The Hessian matrix is:

\[\begin{split}H_{r_{\operatorname{CVaR}_\alpha}}(w) &= \gamma \gamma^\top \frac{\partial^2 r_{\operatorname{CVaR}_\alpha}}{\partial \gamma^2} + (w^\top \Sigma w)^{-1/2} (\gamma w^\top \Sigma + \Sigma w \, \gamma^\top) \frac{\partial^2 r_{\operatorname{CVaR}_\alpha}} {\partial \gamma \, \partial \sigma} \\ &\quad + (w^\top \Sigma w)^{-1} \Sigma w \, w^\top \Sigma \frac{\partial^2 r_{\operatorname{CVaR}_\alpha}}{\partial \sigma^2} \\ &\quad + (w^\top \Sigma w)^{-3/2} (\Sigma \, w^\top \Sigma w - \Sigma w \, w^\top \Sigma) \frac{\partial r_{\operatorname{CVaR}_\alpha}}{\partial \sigma}.\end{split}\]

References

[RauHasanov2004]

Rau-Bredow, H. (2004).
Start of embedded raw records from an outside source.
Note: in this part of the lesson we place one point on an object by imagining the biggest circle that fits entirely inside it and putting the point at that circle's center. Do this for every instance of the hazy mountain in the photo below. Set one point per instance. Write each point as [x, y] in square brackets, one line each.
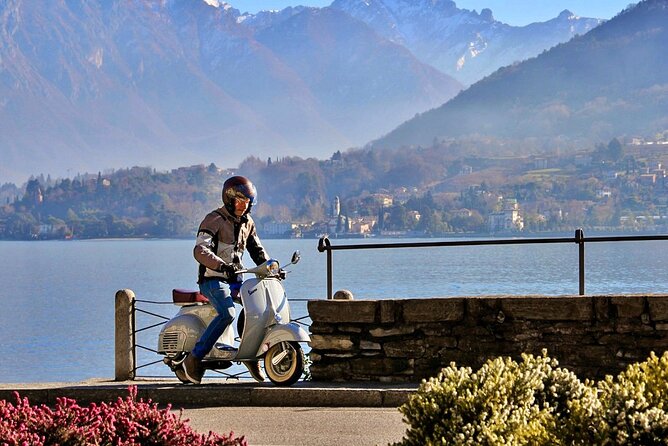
[363, 82]
[92, 84]
[609, 82]
[464, 44]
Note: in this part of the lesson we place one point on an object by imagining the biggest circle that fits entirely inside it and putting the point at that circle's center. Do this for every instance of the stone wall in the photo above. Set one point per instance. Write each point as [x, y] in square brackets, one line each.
[405, 340]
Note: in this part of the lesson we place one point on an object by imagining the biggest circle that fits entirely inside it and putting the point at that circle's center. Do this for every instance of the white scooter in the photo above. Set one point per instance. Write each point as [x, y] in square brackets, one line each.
[264, 328]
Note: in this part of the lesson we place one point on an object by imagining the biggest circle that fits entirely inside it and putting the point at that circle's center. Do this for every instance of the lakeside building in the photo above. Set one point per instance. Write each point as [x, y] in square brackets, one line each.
[508, 219]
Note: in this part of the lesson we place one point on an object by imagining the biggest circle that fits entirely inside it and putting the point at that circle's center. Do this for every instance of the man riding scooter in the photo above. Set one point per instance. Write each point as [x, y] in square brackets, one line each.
[222, 237]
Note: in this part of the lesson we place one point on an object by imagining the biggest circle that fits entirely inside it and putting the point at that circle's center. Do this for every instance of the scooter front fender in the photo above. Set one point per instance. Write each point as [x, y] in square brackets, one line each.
[282, 332]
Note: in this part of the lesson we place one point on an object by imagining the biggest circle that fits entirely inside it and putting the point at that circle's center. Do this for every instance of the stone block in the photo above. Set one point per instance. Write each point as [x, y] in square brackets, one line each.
[436, 329]
[628, 307]
[433, 310]
[602, 308]
[342, 311]
[387, 309]
[331, 342]
[356, 329]
[404, 349]
[441, 341]
[382, 366]
[658, 307]
[396, 331]
[322, 328]
[548, 308]
[368, 345]
[482, 308]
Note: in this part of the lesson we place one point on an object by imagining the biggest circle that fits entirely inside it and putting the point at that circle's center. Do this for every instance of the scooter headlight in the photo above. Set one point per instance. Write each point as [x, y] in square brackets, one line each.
[273, 267]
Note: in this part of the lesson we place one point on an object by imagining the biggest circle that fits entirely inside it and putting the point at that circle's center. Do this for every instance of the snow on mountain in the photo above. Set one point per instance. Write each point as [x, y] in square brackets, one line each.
[464, 44]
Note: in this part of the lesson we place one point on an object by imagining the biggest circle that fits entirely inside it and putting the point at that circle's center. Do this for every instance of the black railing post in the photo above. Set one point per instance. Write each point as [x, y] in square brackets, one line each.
[325, 245]
[579, 239]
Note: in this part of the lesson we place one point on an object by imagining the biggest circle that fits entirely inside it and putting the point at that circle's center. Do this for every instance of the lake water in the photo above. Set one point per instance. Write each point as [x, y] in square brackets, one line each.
[57, 317]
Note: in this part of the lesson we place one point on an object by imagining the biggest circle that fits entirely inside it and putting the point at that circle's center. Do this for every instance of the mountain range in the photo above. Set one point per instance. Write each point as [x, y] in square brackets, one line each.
[94, 84]
[609, 82]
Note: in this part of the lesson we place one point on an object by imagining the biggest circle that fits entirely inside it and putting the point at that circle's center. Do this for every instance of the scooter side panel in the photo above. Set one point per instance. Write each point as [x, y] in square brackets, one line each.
[280, 333]
[261, 300]
[181, 333]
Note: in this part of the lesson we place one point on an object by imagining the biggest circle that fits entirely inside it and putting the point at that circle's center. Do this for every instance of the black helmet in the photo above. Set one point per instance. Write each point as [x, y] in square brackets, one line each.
[238, 187]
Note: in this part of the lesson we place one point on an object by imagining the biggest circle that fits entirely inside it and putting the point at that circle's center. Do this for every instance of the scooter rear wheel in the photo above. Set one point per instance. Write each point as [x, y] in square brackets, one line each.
[284, 363]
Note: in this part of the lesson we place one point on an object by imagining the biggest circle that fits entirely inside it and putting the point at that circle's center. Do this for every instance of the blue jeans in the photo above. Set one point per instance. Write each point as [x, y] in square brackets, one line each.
[219, 295]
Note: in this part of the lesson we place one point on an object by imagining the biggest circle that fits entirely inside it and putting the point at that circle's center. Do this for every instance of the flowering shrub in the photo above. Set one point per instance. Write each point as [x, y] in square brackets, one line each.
[635, 405]
[536, 402]
[127, 422]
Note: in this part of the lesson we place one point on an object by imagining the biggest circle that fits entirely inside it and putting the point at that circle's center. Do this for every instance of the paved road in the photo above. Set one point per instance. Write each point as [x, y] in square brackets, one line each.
[295, 426]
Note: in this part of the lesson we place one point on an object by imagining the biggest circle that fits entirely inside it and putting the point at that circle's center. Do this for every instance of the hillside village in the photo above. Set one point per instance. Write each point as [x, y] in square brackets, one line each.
[620, 186]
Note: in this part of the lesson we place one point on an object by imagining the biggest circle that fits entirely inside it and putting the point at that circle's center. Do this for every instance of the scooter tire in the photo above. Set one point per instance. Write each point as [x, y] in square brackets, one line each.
[181, 375]
[289, 363]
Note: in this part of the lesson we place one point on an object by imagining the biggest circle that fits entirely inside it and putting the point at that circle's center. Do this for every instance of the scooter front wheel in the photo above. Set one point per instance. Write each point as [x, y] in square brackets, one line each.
[284, 363]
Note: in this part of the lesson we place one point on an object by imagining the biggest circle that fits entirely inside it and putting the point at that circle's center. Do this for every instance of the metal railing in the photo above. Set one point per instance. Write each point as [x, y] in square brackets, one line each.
[324, 245]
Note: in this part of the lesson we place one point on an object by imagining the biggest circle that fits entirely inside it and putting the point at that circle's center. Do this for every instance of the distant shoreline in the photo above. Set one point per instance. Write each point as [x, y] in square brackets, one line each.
[503, 235]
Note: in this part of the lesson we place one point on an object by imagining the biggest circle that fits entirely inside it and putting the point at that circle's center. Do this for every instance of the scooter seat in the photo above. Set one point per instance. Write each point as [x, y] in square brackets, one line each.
[188, 297]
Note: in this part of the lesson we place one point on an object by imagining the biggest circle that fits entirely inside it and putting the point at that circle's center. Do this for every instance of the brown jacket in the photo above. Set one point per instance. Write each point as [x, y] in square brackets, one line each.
[222, 239]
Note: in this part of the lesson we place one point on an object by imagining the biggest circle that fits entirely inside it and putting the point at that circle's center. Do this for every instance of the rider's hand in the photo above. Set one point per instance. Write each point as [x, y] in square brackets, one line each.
[229, 270]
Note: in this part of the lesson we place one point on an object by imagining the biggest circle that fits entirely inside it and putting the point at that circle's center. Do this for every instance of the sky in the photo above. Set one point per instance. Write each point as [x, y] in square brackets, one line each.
[512, 12]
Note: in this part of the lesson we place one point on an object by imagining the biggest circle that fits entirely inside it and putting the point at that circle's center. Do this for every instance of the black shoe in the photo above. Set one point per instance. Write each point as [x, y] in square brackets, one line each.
[192, 369]
[181, 375]
[255, 370]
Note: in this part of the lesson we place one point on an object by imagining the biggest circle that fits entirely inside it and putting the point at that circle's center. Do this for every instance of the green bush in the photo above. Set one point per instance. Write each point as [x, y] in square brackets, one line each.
[536, 402]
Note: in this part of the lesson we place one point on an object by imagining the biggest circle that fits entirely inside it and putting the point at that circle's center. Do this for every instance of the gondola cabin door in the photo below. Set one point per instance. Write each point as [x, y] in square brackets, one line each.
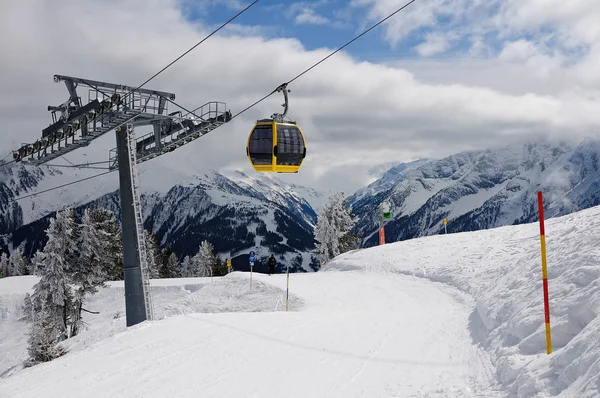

Value-at-risk, expected shortfall, and marginal risk contribution. In Risk Measures for the 21st Century, Wiley.

[Tasche1999]

Tasche, D. (1999). Risk contributions and performance measurement. Report of the Lehrstuhl für mathematische Statistik, TU München.